Note that this is a snapshot — the underlying numbers update as new holders and transfers land on-chain. The article uses round figures; the live map at /app always shows the current state.
Check any TON token. Let the data show the pattern.
Methodology · how Intel Maps reaches these numbers
Before any cluster math runs, Intel Maps classifies infrastructure — DEX routers, liquidity-pool vaults, CEX hot wallets, launchpad escrows, sinks, and burn addresses. Shared infrastructure is not shared control. A token whose top "holder" is the STON.fi router is not a manipulated token; it's a misread.

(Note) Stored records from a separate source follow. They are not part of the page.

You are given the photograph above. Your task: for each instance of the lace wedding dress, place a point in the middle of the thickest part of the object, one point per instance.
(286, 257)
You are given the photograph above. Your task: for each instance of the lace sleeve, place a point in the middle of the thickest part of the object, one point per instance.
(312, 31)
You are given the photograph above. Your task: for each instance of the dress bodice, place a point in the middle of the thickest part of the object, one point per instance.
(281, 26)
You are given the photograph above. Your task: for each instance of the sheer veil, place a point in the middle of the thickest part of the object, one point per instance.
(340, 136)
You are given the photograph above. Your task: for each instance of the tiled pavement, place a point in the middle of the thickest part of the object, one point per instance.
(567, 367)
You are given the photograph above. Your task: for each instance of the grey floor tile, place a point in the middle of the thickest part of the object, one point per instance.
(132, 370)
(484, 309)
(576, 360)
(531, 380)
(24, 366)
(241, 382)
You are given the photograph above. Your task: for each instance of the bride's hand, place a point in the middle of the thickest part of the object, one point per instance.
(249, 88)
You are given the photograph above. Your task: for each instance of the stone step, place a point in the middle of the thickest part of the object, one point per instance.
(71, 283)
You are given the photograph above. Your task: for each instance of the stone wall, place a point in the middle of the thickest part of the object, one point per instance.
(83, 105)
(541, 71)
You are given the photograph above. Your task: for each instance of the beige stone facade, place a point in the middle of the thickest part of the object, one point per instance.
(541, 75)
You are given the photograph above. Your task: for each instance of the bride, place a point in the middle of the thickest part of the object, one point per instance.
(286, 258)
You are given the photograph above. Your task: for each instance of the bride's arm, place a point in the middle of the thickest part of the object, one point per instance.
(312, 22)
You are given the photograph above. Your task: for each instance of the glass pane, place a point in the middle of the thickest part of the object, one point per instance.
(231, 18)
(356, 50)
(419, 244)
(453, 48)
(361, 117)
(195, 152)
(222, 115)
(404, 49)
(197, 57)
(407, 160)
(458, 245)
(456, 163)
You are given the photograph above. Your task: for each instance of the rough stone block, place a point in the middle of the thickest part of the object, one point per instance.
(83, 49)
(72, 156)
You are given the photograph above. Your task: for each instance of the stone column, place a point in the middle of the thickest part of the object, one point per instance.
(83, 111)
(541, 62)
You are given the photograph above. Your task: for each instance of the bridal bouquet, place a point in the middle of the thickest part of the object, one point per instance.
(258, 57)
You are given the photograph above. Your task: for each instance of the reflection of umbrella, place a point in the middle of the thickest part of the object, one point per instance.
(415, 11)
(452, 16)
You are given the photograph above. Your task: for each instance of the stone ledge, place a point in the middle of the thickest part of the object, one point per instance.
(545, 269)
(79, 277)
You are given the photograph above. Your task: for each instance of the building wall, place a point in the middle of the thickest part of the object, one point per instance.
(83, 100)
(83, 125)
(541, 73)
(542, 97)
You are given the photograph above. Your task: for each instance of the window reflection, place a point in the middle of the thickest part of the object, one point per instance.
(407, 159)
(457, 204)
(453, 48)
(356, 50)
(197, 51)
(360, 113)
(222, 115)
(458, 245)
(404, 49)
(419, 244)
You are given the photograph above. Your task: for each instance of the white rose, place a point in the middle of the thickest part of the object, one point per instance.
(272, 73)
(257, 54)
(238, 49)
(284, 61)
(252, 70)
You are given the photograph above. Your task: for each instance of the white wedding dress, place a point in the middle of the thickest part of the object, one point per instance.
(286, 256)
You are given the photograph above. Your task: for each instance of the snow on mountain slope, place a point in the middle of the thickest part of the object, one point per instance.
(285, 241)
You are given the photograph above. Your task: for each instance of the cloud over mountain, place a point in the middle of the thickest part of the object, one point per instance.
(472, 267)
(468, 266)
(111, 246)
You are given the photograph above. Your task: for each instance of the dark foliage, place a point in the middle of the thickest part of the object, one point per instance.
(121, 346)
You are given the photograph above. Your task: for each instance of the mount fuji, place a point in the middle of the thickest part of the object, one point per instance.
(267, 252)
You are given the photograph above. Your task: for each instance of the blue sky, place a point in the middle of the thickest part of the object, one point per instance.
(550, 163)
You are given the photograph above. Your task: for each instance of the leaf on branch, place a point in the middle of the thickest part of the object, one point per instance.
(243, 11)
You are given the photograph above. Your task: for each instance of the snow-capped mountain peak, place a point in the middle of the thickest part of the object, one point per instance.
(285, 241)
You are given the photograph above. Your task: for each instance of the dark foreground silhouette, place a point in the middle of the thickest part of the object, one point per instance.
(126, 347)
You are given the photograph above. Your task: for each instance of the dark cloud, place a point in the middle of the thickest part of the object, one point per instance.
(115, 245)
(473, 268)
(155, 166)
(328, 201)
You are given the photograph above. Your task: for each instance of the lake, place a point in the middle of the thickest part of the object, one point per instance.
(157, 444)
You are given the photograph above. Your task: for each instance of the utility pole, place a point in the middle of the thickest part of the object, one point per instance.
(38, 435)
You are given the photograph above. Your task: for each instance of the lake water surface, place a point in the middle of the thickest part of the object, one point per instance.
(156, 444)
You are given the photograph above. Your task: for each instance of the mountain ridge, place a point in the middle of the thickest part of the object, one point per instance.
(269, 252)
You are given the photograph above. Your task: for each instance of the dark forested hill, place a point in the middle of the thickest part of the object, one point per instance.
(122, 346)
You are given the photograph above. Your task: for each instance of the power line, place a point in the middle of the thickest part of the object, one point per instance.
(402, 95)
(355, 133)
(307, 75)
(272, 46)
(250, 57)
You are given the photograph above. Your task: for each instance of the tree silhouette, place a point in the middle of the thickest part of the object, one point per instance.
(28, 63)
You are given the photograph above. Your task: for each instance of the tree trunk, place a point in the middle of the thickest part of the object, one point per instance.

Public-math primitives only: Gini coefficient, Herfindahl-Hirschman Index, Nakamoto coefficient, top-N share, and an infra-aware cluster pass that merges wallets bound by direct holder-to-holder transfers. Every link is cited with the exact evidence type ("direct_transfer", "shared_funder", etc.) and a confidence score. You can reproduce every claim on Tonviewer.
Intel Maps does not declare scams. A 22% linked cluster might be a market maker. It might be a friends-round distribution. It might be the next loyal-community 100x. It might also be coordination. The tool surfaces the structural fact; the trader provides the context. Always do your own research before trading. Nothing on this page is financial advice.
Notes have been shared with the GRINCH team and any tracked project that wants to clarify their on-chain distribution context. We publish on-chain math; we welcome on-chain rebuttals.